Matthew 11:28-29: "For my yoke is easy and my burden light": Me and those two verses have some history. Back in 1990, I was locked up in the Sarpy County Jail in Papillion, Nebraska, the county in which Offutt Air Force Base is located. I was there doing a six month sentence for crossing the line at Offutt. Needless to say, most of the jail personnel were very supportive of the mission of the Strategic Air Command, many of them ex-military. By then I was a well-known SAC protestor and not well received. I must also admit I went into the jail experience with an attitude. I saw my being locked up in the same county as SAC headquarters as an opportunity to keep raising the issues of nuclear madness. I became very demanding of my support people, pushing them to organize weekly vigils at the jail. I also took a demanding attitude to my jailers who were not friendly in the first place. Predictably, my jailers started to mess with me. They lost my mail; books and magazines sent to me disappeared. The Des Moines Register that was ordered for me never got to me. They made it difficult for me to get visits. They denied me some clergy visits. They kept ignoring my request to participate in programs. I took all this harassment very personally and began to feel sorry for myself.

     I felt like every moment of the day was a battle in a war I was clearly losing. My support people got tired of my demands and my whining. My jailers enjoyed seeing me stressed and distressed. And I was miserable.

     Finally they let me be a trustee and assigned me to the laundry room. It was a job that suited me well. I was assigned my own shift, late at night, by myself, washing prison clothes. It was a great time for me to pray, sing, read and write in between washing and drying clothes. I was also doing weekly lectionary reflections for my parishes in Logan and Mondamin. I remember doing the reflection for this week’s Gospel and how struck I was by what Jesus was saying. I read it as if he was talking to me personally.  

     Jesus invites us to come to him with our labors and burdens. Well, I sure felt I had my share of labors and burdens. Heck, I was trying to save the world from nuclear annihilation. And I was doing it in one of the most pro-bomb communities in the country. And I did not feel like I was getting the support and attention I deserved. I was tired and upset with the fight, and I sure could use some of that "rest" Jesus was talking about.

      But then Jesus says we should take his yoke upon ourselves and learn from Him to find the rest He is offering. At first I did not understand what he meant. I mean I thought I was taking up his yoke. It was my desire to follow in His footsteps that landed me in jail. It was from His teachings that I got the idea to nonviolently resist nuclear weapons. Wasn’t that what He meant by "take on his yoke"? So where was the rest He’s talking about?

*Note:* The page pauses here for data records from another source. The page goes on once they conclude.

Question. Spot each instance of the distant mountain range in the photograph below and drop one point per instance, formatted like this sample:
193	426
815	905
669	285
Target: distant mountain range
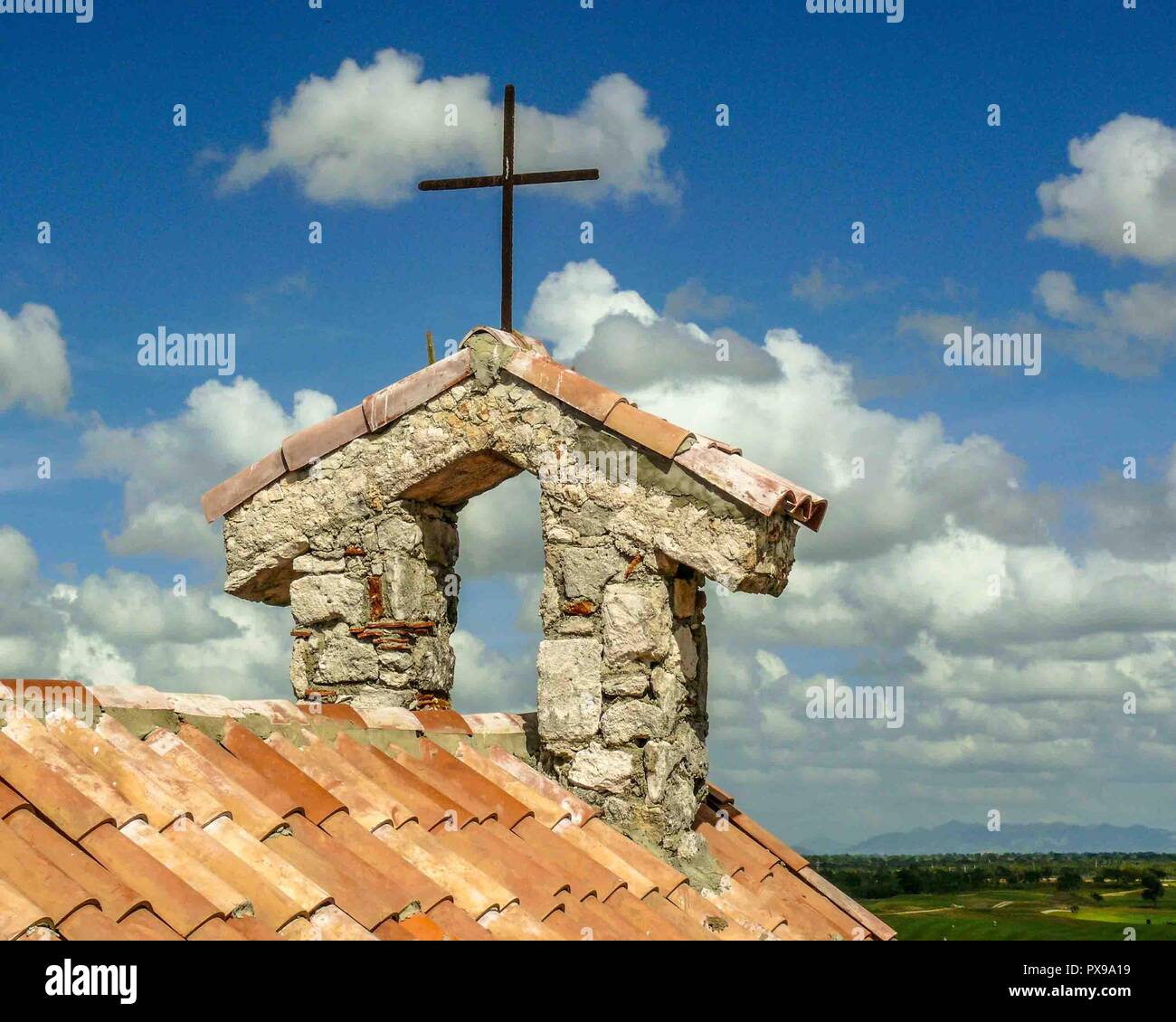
956	837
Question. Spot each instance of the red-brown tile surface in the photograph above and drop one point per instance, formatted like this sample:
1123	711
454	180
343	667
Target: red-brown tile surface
313	834
717	463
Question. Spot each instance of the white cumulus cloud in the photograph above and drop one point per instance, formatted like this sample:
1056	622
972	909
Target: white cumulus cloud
368	133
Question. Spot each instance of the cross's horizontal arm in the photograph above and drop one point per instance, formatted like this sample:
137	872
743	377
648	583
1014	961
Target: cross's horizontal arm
498	180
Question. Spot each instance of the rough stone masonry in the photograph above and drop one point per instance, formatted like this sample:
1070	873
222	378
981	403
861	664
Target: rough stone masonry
363	544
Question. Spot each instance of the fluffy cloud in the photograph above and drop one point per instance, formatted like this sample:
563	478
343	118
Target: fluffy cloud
33	368
1127	333
937	571
124	627
369	133
1125	172
165	466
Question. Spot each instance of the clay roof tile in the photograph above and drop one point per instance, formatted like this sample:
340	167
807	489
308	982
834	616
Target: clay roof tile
657	434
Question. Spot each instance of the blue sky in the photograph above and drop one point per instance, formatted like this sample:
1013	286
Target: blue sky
834	118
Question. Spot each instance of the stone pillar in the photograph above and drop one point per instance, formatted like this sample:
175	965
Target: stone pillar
622	677
375	607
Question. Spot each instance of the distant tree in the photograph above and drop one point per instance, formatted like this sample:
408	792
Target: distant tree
910	880
1152	888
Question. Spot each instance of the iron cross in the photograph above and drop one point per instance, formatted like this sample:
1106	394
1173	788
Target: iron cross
507	181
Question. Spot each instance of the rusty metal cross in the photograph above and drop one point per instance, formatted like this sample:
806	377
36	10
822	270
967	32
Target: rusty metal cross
507	181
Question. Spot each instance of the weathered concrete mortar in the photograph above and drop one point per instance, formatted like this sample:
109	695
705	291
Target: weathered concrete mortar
622	668
375	607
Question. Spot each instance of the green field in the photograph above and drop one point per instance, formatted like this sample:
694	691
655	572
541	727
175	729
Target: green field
1036	914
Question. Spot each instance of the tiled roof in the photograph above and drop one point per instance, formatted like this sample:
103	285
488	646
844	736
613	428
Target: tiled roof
717	463
132	814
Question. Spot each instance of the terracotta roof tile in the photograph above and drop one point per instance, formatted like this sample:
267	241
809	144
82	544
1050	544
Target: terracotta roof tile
275	711
175	856
116	897
11	801
443	721
365	800
279	801
301	891
389	716
583	873
509	867
426	803
422	928
389	403
752	485
191	794
90	923
18	914
495	724
215	929
618	865
39	879
413	885
564	384
717	463
124	774
171	897
661	873
251	928
735	850
392	931
142	924
469	786
246	808
360	889
657	434
869	921
269	903
471	889
339	713
474	846
547	811
318	440
238	488
317	801
643	919
516	923
51	793
48	748
580	810
458	923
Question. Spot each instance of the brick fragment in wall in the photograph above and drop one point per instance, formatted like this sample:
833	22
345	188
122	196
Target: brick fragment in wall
375	595
620	574
685	596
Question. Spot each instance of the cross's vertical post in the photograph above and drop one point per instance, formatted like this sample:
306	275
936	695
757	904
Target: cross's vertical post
507	181
508	207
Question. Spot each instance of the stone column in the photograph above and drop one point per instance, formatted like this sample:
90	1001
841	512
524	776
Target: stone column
622	677
375	607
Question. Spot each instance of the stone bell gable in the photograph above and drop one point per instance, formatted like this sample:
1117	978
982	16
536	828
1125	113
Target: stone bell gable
354	525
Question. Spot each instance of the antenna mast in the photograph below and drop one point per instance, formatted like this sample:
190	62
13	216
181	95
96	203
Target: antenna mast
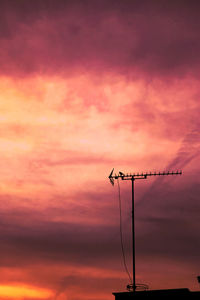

     Then I re-read the verses and noticed I was skipping the part where Jesus says, "For I am meek and humble of heart". Being meek and humble of heart does not come easy for me. For the better part of my adult life, I’ve been a strong, assertive, self-confident, self-possessed, white male born to do anything I pleased. And if I put my whole heart into making the Kingdom of God a reality, by George, I could do it. This self-possessed self-confidence is almost a birth right for being white, male and free in America.

      That night in the laundry room in the Sarpy County Jail, I struggled personally for the first time (but by no means the last time) with what Jesus meant by being meek and humble of heart. It’s not that the task he gave us is any less awesome and demanding. We are still clearly called to nonviolently resist the systems and structures of war and injustice. However, we are to do so in a meek spirit with a humble heart. For me, that night in the Sarpy County Jail that meant I had to let go of any idea that I had to accomplish anything. This was God’s task, not mine. We are called to be faithful, not effective. I needed to lighten up on the people around me, my support folks and mostly myself. It was only after I did this, that I began to really appreciate the meaning of, "For my yoke is easy and my burden is light".